Nadia Boulanger entered the Paris Conservatoire at the age of ten. It was here that she studied organ with Alexandre Guilmant and later with Charles-Marie Widor. She also studied composition with Gabriel Fauré. After winning first prize in organ, accompaniment, and fugue, she won the Deuxième Grand Prix de Rome in 1908.
Boulanger, who liked to be known as 'Mademoiselle', was the first woman to conduct several major symphony orchestras, including the New York Philharmonic, the Boston Symphony, the Philadelphia Orchestra, and in England the Hallé Orchestra of Manchester and the BBC Symphony Orchestra.

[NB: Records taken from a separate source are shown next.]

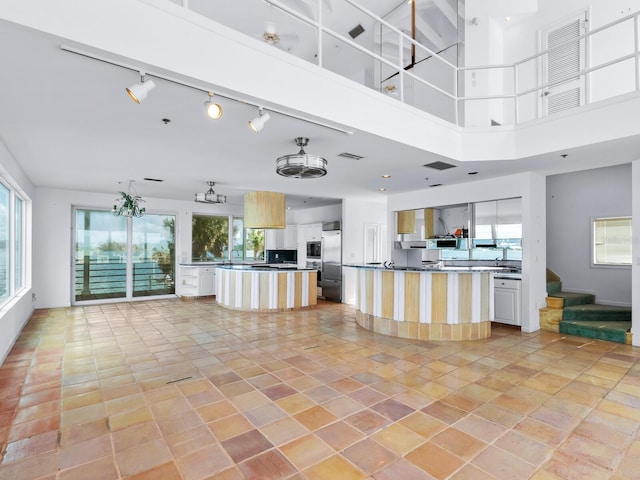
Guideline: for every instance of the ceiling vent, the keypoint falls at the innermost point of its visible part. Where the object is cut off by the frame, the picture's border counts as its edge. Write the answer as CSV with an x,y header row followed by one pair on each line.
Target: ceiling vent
x,y
355,31
439,165
351,156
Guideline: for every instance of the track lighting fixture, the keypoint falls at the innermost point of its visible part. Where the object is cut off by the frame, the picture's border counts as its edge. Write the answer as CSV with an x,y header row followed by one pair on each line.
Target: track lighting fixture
x,y
257,123
212,109
138,91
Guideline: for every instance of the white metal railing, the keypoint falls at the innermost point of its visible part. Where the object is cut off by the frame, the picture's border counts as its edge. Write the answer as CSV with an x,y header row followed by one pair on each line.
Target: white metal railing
x,y
455,105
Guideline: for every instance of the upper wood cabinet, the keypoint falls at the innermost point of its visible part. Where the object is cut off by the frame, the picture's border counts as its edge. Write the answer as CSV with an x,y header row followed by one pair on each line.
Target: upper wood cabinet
x,y
406,221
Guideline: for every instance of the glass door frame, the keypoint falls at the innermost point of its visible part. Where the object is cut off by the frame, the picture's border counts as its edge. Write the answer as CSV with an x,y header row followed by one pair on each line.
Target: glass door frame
x,y
128,297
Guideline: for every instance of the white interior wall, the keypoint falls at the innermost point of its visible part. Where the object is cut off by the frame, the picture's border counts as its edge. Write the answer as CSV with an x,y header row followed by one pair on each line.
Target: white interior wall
x,y
572,200
521,39
356,214
15,313
318,214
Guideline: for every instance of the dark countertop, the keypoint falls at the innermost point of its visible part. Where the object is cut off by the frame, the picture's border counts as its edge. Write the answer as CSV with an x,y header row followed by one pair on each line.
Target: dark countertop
x,y
506,272
265,267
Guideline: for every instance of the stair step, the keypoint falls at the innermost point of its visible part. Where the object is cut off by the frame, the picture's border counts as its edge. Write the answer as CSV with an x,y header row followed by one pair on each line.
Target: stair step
x,y
572,298
553,287
612,331
597,313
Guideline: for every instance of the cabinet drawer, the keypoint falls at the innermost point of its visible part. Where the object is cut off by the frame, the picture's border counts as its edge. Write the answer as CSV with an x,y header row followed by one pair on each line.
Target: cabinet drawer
x,y
507,283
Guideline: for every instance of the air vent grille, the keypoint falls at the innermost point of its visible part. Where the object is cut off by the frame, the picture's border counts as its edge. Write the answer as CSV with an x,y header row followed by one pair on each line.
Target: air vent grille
x,y
439,165
355,31
351,156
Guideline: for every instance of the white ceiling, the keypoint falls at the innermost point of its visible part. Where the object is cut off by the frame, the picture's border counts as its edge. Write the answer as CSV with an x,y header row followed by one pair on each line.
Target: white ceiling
x,y
69,124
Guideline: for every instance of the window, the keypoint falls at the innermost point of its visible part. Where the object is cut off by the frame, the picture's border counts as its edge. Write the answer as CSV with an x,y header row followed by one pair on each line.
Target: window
x,y
5,242
611,241
12,243
209,238
122,258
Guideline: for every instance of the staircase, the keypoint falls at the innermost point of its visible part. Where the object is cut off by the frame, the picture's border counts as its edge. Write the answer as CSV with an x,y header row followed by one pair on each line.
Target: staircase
x,y
578,314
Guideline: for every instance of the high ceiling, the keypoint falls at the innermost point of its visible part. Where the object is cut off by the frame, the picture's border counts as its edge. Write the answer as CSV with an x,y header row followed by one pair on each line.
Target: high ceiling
x,y
69,124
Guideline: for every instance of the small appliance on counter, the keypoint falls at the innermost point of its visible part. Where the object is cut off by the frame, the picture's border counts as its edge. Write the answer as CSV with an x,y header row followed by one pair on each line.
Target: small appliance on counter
x,y
281,256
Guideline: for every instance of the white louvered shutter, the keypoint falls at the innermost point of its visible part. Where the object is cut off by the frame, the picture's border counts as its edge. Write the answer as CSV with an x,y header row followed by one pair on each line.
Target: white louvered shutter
x,y
566,90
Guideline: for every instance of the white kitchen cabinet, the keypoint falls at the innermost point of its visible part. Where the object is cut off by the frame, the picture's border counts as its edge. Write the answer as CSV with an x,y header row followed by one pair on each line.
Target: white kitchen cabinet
x,y
197,281
507,301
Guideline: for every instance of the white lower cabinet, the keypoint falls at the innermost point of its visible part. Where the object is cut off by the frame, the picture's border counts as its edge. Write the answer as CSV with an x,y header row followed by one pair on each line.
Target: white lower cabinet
x,y
197,281
507,301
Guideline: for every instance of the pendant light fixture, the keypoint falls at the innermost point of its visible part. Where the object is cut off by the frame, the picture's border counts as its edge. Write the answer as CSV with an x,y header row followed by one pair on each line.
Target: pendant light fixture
x,y
265,210
139,91
301,164
212,109
210,196
128,205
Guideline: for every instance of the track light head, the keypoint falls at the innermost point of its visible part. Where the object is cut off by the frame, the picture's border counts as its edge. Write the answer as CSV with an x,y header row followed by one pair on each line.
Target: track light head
x,y
257,123
138,91
212,109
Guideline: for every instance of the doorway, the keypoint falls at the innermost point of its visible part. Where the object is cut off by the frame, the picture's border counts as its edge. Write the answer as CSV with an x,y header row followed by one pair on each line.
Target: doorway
x,y
122,257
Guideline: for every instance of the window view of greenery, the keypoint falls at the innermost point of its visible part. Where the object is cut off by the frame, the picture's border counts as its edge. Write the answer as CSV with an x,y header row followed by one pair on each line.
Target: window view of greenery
x,y
255,244
12,241
5,206
612,241
210,238
101,257
153,255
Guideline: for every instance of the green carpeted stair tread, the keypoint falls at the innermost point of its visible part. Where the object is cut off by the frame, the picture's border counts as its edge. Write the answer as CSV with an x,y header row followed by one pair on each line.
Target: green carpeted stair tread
x,y
573,298
613,331
596,312
553,287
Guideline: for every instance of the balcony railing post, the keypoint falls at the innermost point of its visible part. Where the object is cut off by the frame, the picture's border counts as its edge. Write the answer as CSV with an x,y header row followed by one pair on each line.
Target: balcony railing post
x,y
400,69
319,33
516,120
635,49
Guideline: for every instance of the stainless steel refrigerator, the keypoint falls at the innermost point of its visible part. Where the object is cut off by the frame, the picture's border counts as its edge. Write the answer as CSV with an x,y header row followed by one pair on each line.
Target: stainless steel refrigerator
x,y
331,274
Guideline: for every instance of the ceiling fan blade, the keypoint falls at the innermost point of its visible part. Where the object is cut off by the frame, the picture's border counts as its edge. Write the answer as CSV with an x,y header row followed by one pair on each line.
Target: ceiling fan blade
x,y
290,38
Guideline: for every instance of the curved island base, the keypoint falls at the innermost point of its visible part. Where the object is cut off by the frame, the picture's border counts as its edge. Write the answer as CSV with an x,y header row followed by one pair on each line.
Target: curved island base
x,y
265,289
425,305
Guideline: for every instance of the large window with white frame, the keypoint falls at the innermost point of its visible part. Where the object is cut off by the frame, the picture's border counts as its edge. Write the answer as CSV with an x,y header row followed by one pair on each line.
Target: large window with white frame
x,y
611,241
12,243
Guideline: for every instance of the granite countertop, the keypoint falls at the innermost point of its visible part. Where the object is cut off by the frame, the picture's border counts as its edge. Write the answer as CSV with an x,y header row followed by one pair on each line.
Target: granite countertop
x,y
271,267
507,272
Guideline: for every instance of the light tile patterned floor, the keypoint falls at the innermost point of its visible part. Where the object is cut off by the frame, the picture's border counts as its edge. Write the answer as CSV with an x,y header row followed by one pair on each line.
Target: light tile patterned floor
x,y
170,389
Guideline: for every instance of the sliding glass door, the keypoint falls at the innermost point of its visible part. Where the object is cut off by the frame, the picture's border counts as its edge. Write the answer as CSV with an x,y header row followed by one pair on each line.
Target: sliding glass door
x,y
122,258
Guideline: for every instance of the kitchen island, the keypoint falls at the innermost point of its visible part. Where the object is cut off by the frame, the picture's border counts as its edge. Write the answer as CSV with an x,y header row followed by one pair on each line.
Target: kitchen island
x,y
450,304
266,288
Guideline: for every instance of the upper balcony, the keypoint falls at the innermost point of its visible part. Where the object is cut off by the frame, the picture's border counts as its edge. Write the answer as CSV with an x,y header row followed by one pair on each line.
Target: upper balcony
x,y
472,68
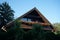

Her first teaching position was at Alfred Cortot's École Normale de Musique de Paris, in 1916. After World War I (1921) she was appointed professor of Harmony at the American Conservatory in Fontainebleau, where she was discovered by a new generation of American composers [see below.] She eventually became its director [1950]. She also taught at the Longy School of Music and the Paris Conservatory.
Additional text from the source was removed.